Decididamente, a Eloïse le pasaba algo, pensó Ken. Nada mejor que la intimidad de un baile lento para averiguarlo.

Eloïse puso su mano derecha en la espalda de Ken y le ofreció su mano izquierda para comenzar a bailar. Con sus brazos tensos mantenía una distancia que Ken no intentó acortar por el momento. Inició la conversación.

—¿Cómo te lo estás pasando?

—Bien —respondió Eloïse.

—Pues no pareces muy feliz esta noche.

—No estoy de humor.

—Pero ¿por qué? Creía que te hacía ilusión salir esta noche.

—Y me la hacía. Pero ayer tuve una discusión horrible con mi hermano que me ha amargado el día y también la noche.

Ken maldijo de nuevo a aquel imbécil.

—Cuéntame.

—Se me ocurrió comentarle que esta noche salía contigo y empezó a decir cosas horribles sobre los hombres en general y sobre ti en particular.

—Vaya. ¿Y qué más?

—Poco más. Es excesivamente protector conmigo y vigila mucho con quién salgo.
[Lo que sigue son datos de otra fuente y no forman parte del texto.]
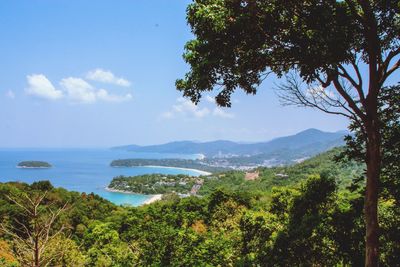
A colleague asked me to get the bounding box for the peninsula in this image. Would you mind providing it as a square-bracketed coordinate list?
[17, 160, 52, 169]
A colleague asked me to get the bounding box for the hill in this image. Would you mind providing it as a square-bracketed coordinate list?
[113, 129, 347, 167]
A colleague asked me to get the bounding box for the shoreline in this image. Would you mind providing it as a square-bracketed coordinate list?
[112, 165, 212, 176]
[16, 166, 51, 169]
[104, 186, 163, 206]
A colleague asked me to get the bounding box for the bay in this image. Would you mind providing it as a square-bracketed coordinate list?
[0, 149, 199, 206]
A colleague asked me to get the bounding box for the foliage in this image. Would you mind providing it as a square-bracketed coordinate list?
[0, 149, 400, 267]
[108, 174, 199, 194]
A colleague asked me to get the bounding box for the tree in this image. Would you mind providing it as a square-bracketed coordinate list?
[176, 0, 400, 266]
[0, 192, 67, 267]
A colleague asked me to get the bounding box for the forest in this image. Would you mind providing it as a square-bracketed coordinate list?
[0, 137, 400, 267]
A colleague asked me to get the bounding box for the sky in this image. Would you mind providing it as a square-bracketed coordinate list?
[0, 0, 348, 148]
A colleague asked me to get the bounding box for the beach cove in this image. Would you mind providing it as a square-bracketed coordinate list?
[0, 149, 208, 206]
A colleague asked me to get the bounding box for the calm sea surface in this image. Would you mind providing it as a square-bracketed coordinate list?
[0, 149, 198, 206]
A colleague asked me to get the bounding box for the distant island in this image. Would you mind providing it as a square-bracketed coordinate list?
[17, 160, 52, 169]
[106, 174, 203, 195]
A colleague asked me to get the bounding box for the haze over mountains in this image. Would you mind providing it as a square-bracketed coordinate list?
[114, 129, 348, 162]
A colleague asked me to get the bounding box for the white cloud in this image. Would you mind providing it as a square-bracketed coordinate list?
[60, 77, 132, 103]
[161, 111, 174, 119]
[96, 89, 132, 103]
[86, 69, 131, 87]
[6, 90, 15, 99]
[60, 77, 96, 103]
[172, 97, 210, 118]
[206, 95, 215, 103]
[26, 74, 63, 100]
[161, 97, 234, 119]
[213, 107, 235, 119]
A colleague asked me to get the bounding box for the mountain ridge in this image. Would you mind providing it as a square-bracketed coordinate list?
[112, 128, 348, 161]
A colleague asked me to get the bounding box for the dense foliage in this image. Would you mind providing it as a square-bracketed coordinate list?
[108, 174, 198, 194]
[0, 150, 400, 267]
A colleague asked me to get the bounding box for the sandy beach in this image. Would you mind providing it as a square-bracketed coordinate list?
[104, 187, 162, 206]
[142, 194, 162, 205]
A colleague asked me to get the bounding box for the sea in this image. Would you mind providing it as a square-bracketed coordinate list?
[0, 149, 200, 206]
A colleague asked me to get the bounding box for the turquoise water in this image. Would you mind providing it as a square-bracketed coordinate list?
[0, 149, 198, 206]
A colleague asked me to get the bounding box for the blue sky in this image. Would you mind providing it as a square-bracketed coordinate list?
[0, 0, 348, 147]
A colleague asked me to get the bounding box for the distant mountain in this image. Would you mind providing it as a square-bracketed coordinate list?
[113, 129, 347, 161]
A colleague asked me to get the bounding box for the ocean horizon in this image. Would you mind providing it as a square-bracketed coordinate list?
[0, 148, 201, 206]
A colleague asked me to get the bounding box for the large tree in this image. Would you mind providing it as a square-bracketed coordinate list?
[176, 0, 400, 266]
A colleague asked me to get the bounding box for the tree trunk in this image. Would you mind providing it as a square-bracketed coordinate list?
[364, 119, 381, 267]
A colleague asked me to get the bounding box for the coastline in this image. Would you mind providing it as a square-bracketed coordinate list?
[104, 186, 163, 206]
[16, 166, 51, 169]
[134, 165, 212, 176]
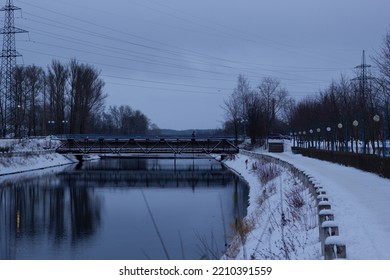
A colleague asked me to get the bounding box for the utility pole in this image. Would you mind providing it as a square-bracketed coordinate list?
[0, 0, 27, 137]
[354, 50, 371, 154]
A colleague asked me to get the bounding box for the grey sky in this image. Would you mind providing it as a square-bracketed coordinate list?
[7, 0, 390, 129]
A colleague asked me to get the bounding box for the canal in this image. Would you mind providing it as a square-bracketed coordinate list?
[0, 158, 248, 260]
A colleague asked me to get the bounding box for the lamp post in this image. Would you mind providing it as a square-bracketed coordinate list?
[309, 129, 314, 148]
[62, 120, 68, 135]
[326, 126, 333, 151]
[316, 128, 321, 149]
[351, 120, 359, 153]
[372, 114, 381, 154]
[336, 123, 343, 150]
[47, 121, 55, 134]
Y como el otro día en la barbacoa no llegasteis a congeniar, te ve como un enemigo. Me llegó a prohibir que saliese hoy.

—¿No le has dicho que eres mayor de edad y estamos en un país libre?

—No vale la pena discutir con él. Su mentalidad es muy distinta a la tuya.

—Y a pesar de todo, has salido.

—Tenía dos motivos importantes. El primero es que tenía que reafirmar mi propia libertad. Si no hubiese salido, mi hermano habría ganado y me tendría siempre en sus manos. No es la primera vez que me monta un numerito cuando salgo con un chico, pero yo no quiero que me controle de esta forma.

—¿Y el segundo?

—Quería salir contigo esta noche.

Ken la miró fijamente y notó cómo la tensión de sus brazos desaparecía.

—Ken, me gustas mucho —confesó.

El la atrajo hacia sí hasta que sus mejillas se tocaron. Súbitamente se dio cuenta de que a él también le gustaba Eloïse, pero se abstuvo de confesárselo.

Continuaron bailando en silencio, sus cuerpos apretados. La música no podía ser más romántica.

Strangers in the night,

exchanging glances.

Wondering in the night

what were the chances

we'd he sharing love

before the night was through,

Cantaba Frank Sinatra. Eloïse y Ken se miraron y sonrieron.

En el otro extremo de la pista, Sandra continuaba prácticamente colgada del cuello de Claudio, mientras éste la atraía hacia sí, apretándole las nalgas.

Las dos parejas continuaron bailando a ritmo lento. Cuando se inició la música de rock, volvieron a la mesa.

—Sandra, ¿te apetece que bailemos un rock? —preguntó Claudio—. ¿O prefieres que continuemos la juerga en otro sitio?